WASHINGTON (AP) -- President Bush calls Joshua Bolten, his new chief of staff, a "creative policy thinker." In more informal circles, he's known as a budget cruncher who cruises around on a motorcycle.

After getting a two-week crash course from former White House chief of staff Andy Card, who is stepping down after more than five years in the job, Bolten, 51, will take on the arduous task of directing the West Wing and deciding who gets the ear of the president.

"He's a man of candor and humor and directness who's comfortable with the responsibility and knows how to lead," Bush said Tuesday in an Oval Office announcement.

Bolten, a discreet man generally viewed as a pragmatist who likes to get things done, said he is succeeding Card, but won't be filling his shoes.

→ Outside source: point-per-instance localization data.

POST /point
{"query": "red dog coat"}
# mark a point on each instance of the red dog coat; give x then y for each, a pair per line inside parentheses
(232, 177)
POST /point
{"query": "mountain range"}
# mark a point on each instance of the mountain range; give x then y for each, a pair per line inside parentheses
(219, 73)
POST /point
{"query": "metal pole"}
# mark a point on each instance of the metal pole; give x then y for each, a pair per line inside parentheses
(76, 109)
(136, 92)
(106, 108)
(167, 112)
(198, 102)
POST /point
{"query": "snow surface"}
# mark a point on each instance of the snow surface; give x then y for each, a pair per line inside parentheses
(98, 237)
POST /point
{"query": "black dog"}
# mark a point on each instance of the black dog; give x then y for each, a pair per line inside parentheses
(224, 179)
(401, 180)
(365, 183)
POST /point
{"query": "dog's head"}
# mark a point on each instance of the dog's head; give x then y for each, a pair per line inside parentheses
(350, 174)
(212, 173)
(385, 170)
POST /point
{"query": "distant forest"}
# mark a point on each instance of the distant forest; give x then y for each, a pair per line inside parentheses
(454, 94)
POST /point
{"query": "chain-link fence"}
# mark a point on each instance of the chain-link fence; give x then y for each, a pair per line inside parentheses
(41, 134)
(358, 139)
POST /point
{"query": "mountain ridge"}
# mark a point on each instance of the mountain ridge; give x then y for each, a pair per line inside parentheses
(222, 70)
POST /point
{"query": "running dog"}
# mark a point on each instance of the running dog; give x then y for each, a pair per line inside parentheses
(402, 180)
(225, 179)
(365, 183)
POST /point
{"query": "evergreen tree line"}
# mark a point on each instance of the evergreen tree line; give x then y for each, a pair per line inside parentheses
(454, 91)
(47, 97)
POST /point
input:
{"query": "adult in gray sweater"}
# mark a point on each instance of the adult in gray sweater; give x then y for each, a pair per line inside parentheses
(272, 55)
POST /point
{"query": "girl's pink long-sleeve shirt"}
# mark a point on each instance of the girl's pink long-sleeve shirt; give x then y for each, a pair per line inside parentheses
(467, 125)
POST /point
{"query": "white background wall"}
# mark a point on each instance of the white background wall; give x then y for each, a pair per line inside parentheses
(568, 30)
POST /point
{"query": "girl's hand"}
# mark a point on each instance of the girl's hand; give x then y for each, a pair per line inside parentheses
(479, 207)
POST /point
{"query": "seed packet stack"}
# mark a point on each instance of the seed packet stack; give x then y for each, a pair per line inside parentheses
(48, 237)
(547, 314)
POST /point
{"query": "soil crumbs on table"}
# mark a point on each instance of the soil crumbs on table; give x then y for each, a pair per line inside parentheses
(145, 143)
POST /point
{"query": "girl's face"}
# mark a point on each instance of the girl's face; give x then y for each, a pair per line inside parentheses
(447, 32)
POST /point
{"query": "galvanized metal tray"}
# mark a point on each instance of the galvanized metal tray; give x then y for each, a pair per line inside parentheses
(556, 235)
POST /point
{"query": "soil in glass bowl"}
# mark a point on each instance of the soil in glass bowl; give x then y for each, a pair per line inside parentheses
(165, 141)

"Andy cannot be replaced," Bolten said.

"I'm grateful for Andy's willingness to stay on for a couple of weeks to help break me in, and then I'm anxious to get to work," Bolten said.

Bolten has broad experience, having worked on Capitol Hill and Wall Street, on the White House staff, and for nearly three years as the director of the Office of Management and Budget.

"Josh is a creative policy thinker," Bush said. "He's an expert on the budget and our economy. He's respected by members of Congress from both parties. He's a strong advocate for effective, accountable management in the federal government."

Bolten has broad experience and has been with Bush from the moment he assumed the presidency.

In January 2001, he became assistant to the president and deputy chief of staff for policy. In June 2003, Bolten was sworn in as the director of the Office of Management and Budget, a Cabinet-rank position. After Bush's announcement of Bolten's new duties, Senate Majority Leader Bill Frist called Bolten a "master of the budget and economic issues."

Bolten was budget chief when the government ran its three largest deficits ever, including the record $413 billion shortfall in 2004 -- though the economy and years of decision-making by presidents and lawmakers were largely to blame.

He always insisted that the most important gauge was how the deficit compared to the size of the U.S. economy. Most economists agree that is the most telling way to understand how serious a problem the deficit is, but it is a measure that also made the red ink seem less severe because the economy is so huge.

Before sitting in the budget director seat, Bolten was assistant to the president and deputy chief of staff for policy at the White House.

From March 1999 through November 2000, Bolten was policy director of the Bush-Cheney presidential campaign. Previously, he was executive director of legal and government affairs for Goldman Sachs International in London.

While a government worker, Bolten sheds his bureaucratic tendencies when he straddles his motorcycle. In 2004, Bolten was with members of the Rolling Thunder motorcycling group who revved their engines on the White House driveway during a visit with Bush. The group, dedicated to POW/MIA issues, was holding its annual "Ride for Freedom" rally in the capital that day.

Bolten also worked for former President George H.W. Bush, serving for three years as general counsel to the U.S. Trade Representative and one year in the White House as deputy assistant to the president for legislative affairs.

From 1985 to 1989, he was international trade counsel to the Senate Finance Committee. Earlier, Mr. Bolten was in a private law practice with O'Melveny & Myers, and worked in the legal office of the State Department. He also served as executive assistant to the director of the Kissinger Commission on Central America.

Bolten earned a bachelor's degree in international affairs from Princeton University in 1976 and a law degree in 1980 from Stanford University, where he was editor of the Stanford Law Review. Immediately after law school, he served as a law clerk at the U.S. District Court in San Francisco. During the fall semester of 1993, Mr. Bolten taught international trade at Yale Law School.